This is probably pretty easy but I'm stumped:

[ QUOTE ]
Use the formal definition of limit to find the derivative of f(x)=2/3x.

Begin by writing the formal definition (involving the limit) of f'(x).

[/ QUOTE ]

Here's what I've been doing:

f'(x)=lim [f(x+h) - f(x)]/h
h->0

=lim [(2/3(x+h))-(2/3x)]/h
h->0

=lim (2/3h(x+h))-(2/3xh)
h->0

=lim (2/h)(1/(x+h)-(1/x))
h->0

Then it's indeterminate and I dont know what to do.

Any help appreciated /images/graemlins/smile.gif.

[ QUOTE ]
This is probably pretty easy but I'm stumped:

[ QUOTE ]
Use the formal definition of limit to find the derivative of f(x)=2/3x.

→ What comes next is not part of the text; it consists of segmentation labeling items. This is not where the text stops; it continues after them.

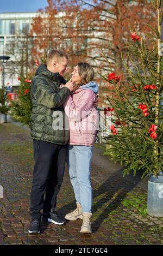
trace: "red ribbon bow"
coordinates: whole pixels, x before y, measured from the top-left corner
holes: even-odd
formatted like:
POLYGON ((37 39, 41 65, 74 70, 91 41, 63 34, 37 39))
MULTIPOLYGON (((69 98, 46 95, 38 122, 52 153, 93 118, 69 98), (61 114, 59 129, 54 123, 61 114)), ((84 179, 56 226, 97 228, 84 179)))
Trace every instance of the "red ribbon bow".
POLYGON ((110 112, 112 112, 114 111, 114 109, 113 108, 110 108, 109 106, 108 108, 108 109, 106 109, 106 108, 104 108, 104 115, 107 114, 108 116, 110 116, 111 115, 111 113, 108 112, 109 111, 110 112), (108 113, 107 113, 108 112, 108 113))
POLYGON ((119 82, 120 80, 120 76, 116 76, 114 72, 111 72, 111 73, 109 74, 109 75, 108 75, 108 81, 112 80, 114 79, 115 81, 119 82))
POLYGON ((156 88, 157 87, 154 85, 147 85, 145 86, 143 86, 144 90, 148 90, 148 89, 154 90, 154 89, 156 89, 156 88))
POLYGON ((140 39, 140 37, 138 35, 136 35, 135 32, 131 33, 131 39, 135 42, 135 40, 138 41, 140 39))
POLYGON ((115 135, 115 134, 117 133, 117 129, 116 128, 115 128, 114 126, 110 126, 110 130, 111 130, 111 132, 112 132, 114 135, 115 135))
POLYGON ((158 126, 155 126, 154 124, 151 124, 151 128, 148 130, 148 133, 150 133, 150 132, 152 132, 149 137, 152 137, 153 140, 157 138, 157 135, 155 133, 155 131, 158 128, 158 126))
POLYGON ((149 115, 149 113, 147 112, 148 109, 147 109, 146 105, 143 105, 141 103, 140 103, 139 108, 142 111, 144 116, 146 117, 149 115))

Begin by writing the formal definition (involving the limit) of f'(x).

[/ QUOTE ]

Here's what I've been doing:

f'(x)=lim [f(x+h) - f(x)]/h
h->0

=lim [(2/3(x+h))-(2/3x)]/h
h->0

=lim (2/3h(x+h))-(2/3xh)
h->0

=lim (2/h)(1/(x+h)-(1/x))
h->0

Then it's indeterminate and I dont know what to do.

Any help appreciated /images/graemlins/smile.gif.

[/ QUOTE ]
f'(x) = lim [2/(3x+3h) - 2/(3x)].1/h

= lim 2/3.1/h[1/(x+h) - 1/x]

= lim 2/3.1/h[x/(x.x+h.x) - (x+h)/(x.x+h.x)]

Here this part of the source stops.